Prevalence of the primary LHON mutations in Northern Finland associated with bilateral optic atrophy and tobacco-alcohol amblyopia

Abstract

Purpose: Leber hereditary optic neuropathy (LHON) is regarded as the most common mitochondrial disease. We have previously reported comprehensive population-based epidemiological data on common mitochondrial DNA (mtDNA) mutations including m.3243A>G, m.8344A>G and large-scale mtDNA deletions in Northern Finland. Our aim was to investigate the prevalence of primary LHON mutations and mutations in the four mtDNA genes considered hot spots for LHON in the same population.

Methods: The study population consisted of 42 adult patients with an aetiologically undefined bilateral optic atrophy. The major LHON mutations m.3460G>A, m.11778G>A and m.14484T>C were analysed by restriction fragment length polymorphism (RFLP), and MTND1, MTND6 and MTATP6 genes were sequenced. MTND5 gene was analysed by conformation-sensitive gel electrophoresis (CSGE).

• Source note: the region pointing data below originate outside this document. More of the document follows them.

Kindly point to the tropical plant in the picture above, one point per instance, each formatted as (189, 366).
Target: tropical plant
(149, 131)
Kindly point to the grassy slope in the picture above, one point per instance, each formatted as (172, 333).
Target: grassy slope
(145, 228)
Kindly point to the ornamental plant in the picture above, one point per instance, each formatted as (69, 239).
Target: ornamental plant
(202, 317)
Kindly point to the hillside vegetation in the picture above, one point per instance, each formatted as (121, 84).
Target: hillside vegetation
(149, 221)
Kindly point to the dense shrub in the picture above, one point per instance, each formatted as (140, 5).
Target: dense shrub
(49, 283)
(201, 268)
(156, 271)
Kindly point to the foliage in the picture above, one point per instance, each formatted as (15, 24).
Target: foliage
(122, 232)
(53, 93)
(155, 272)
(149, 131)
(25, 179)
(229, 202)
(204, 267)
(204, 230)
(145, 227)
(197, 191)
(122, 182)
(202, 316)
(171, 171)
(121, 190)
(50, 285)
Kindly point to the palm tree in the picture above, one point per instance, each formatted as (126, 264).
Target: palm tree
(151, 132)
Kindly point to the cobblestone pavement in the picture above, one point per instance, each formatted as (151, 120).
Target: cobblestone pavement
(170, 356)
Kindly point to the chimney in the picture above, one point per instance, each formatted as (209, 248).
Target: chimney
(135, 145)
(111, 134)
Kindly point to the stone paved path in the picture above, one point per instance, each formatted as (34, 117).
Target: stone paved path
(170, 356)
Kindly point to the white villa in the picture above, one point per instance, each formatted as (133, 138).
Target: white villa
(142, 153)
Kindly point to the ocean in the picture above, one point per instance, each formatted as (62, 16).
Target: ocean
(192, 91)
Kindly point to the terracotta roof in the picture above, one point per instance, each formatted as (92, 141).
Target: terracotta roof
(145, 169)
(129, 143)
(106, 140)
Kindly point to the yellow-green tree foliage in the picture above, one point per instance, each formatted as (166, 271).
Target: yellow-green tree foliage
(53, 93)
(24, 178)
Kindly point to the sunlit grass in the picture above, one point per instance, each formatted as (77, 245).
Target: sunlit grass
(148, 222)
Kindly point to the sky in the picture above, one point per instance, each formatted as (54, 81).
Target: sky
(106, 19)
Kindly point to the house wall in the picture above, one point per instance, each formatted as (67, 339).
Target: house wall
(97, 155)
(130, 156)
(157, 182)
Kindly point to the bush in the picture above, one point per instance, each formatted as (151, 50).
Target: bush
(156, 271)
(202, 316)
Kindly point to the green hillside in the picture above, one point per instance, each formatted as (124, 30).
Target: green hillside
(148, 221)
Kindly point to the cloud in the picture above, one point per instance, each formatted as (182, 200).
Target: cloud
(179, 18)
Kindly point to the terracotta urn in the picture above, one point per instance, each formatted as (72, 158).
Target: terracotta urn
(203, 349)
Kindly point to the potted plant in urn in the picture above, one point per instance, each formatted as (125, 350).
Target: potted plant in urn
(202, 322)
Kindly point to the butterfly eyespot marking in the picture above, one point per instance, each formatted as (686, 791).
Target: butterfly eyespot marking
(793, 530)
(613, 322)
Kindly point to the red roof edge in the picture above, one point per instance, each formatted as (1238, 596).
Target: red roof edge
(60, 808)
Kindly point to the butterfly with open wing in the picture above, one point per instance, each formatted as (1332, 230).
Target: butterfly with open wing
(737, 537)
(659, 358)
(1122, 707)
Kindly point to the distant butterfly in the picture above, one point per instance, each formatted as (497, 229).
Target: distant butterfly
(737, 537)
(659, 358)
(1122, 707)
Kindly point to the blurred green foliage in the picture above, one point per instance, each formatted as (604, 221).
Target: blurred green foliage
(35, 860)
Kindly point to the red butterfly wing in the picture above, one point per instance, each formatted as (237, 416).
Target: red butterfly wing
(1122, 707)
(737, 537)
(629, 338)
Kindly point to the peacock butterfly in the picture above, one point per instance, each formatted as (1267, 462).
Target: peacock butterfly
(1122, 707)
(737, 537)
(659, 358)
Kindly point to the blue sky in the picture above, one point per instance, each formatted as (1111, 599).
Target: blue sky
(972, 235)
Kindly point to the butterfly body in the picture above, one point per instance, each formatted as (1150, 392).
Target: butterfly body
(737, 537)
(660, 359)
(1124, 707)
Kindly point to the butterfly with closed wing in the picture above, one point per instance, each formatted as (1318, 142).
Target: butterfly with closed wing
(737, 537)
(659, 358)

Results: No major LHON mutations were found in the population of the province of Northern Ostrobothnia giving the prevalence of these mutations 0-1.36:100 000 (95% CI). However, two main mutations were found elsewhere in Northern Finland, homoplasmic m.11778G>A from Kainuu and heteroplasmic m.3460G>A from Central Ostrobothnia. Furthermore, tobacco-alcohol amblyopia was diagnosed in five patients in the study population and one of them had m.11778G>A.

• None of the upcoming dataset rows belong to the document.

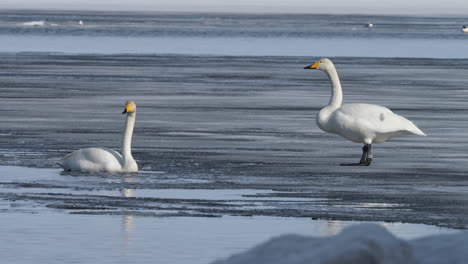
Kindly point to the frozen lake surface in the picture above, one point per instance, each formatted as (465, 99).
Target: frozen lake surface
(71, 218)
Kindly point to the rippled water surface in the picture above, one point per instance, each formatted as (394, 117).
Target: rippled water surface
(227, 145)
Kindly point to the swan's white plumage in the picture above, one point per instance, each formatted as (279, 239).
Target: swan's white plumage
(93, 160)
(360, 123)
(105, 159)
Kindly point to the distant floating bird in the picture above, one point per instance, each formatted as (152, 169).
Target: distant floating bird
(104, 159)
(465, 29)
(360, 123)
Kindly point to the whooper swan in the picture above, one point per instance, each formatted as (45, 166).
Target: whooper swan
(360, 123)
(104, 159)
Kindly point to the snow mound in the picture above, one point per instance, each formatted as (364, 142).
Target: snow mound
(363, 244)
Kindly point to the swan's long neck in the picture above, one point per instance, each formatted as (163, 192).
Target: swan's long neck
(127, 139)
(337, 95)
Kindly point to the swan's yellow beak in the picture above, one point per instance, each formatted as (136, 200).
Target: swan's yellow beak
(127, 109)
(313, 66)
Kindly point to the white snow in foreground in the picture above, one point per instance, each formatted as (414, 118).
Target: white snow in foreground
(363, 244)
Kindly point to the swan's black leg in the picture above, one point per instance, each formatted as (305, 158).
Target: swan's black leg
(366, 158)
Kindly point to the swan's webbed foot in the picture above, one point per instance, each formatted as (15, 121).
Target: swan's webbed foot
(366, 158)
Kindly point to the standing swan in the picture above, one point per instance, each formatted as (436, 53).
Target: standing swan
(104, 159)
(360, 123)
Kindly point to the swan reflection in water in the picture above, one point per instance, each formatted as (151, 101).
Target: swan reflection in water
(127, 219)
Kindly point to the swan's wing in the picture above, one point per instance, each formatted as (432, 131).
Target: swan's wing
(373, 122)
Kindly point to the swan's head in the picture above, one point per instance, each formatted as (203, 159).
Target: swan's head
(323, 64)
(130, 107)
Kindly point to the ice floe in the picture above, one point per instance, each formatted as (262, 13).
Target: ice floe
(363, 243)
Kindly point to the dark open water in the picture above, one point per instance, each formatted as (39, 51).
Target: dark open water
(225, 138)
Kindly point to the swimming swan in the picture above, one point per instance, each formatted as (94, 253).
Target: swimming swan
(360, 123)
(104, 159)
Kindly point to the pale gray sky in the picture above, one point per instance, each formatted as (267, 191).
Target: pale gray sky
(404, 7)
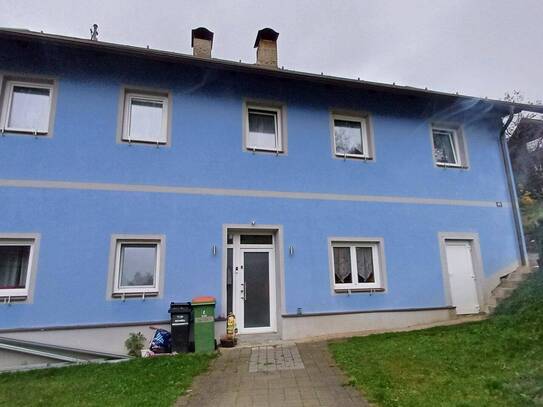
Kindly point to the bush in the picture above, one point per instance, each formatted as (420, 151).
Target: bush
(135, 343)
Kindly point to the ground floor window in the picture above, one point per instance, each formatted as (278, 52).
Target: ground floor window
(15, 266)
(137, 266)
(356, 265)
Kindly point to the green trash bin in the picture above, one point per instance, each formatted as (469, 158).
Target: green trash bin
(204, 324)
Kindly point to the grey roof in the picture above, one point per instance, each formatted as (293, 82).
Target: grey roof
(40, 37)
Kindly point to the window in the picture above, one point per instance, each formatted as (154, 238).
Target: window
(27, 107)
(137, 266)
(264, 129)
(448, 147)
(534, 145)
(350, 137)
(15, 266)
(356, 265)
(145, 118)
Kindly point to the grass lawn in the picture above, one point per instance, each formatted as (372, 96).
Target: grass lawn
(496, 362)
(140, 382)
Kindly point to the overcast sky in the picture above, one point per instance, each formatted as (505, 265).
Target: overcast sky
(476, 47)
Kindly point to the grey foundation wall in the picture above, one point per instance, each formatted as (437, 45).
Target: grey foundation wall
(103, 339)
(321, 325)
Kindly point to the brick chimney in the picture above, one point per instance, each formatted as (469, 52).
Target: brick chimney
(266, 48)
(202, 42)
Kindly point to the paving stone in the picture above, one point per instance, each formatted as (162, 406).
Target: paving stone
(287, 374)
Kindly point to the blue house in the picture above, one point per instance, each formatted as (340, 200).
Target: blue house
(305, 204)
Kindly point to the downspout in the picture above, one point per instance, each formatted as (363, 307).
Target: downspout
(513, 190)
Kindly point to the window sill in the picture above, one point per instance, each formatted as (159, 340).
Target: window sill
(7, 299)
(358, 290)
(140, 294)
(353, 157)
(5, 132)
(145, 143)
(460, 167)
(263, 150)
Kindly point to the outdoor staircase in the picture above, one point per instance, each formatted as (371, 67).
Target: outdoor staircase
(507, 285)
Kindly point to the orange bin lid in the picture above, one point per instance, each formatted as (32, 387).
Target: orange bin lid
(205, 299)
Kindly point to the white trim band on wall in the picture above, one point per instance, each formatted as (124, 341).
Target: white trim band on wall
(251, 193)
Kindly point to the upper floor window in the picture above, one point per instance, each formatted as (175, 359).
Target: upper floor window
(137, 267)
(27, 107)
(15, 266)
(264, 128)
(356, 265)
(448, 146)
(351, 137)
(145, 117)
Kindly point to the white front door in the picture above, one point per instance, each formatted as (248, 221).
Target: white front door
(253, 282)
(462, 277)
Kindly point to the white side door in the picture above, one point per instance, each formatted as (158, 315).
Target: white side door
(254, 296)
(462, 277)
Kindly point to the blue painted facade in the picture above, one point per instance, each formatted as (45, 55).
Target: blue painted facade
(76, 225)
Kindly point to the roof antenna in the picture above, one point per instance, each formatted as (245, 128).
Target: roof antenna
(94, 32)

Conclusion: The prevalence of the three major LHON mutations is lower in Northern Finland than elsewhere in Finland or in Western Europe. As LHON and tobacco-alcohol amblyopia have a similar phenotype, we recommend analysing the known LHON-associated mutations before setting tobacco-alcohol amblyopia diagnosis.

Keywords: Tobacco-alcohol amblyopia; genetics; leber hereditary optic neuropathy (LHON); mtDNA; prevalence.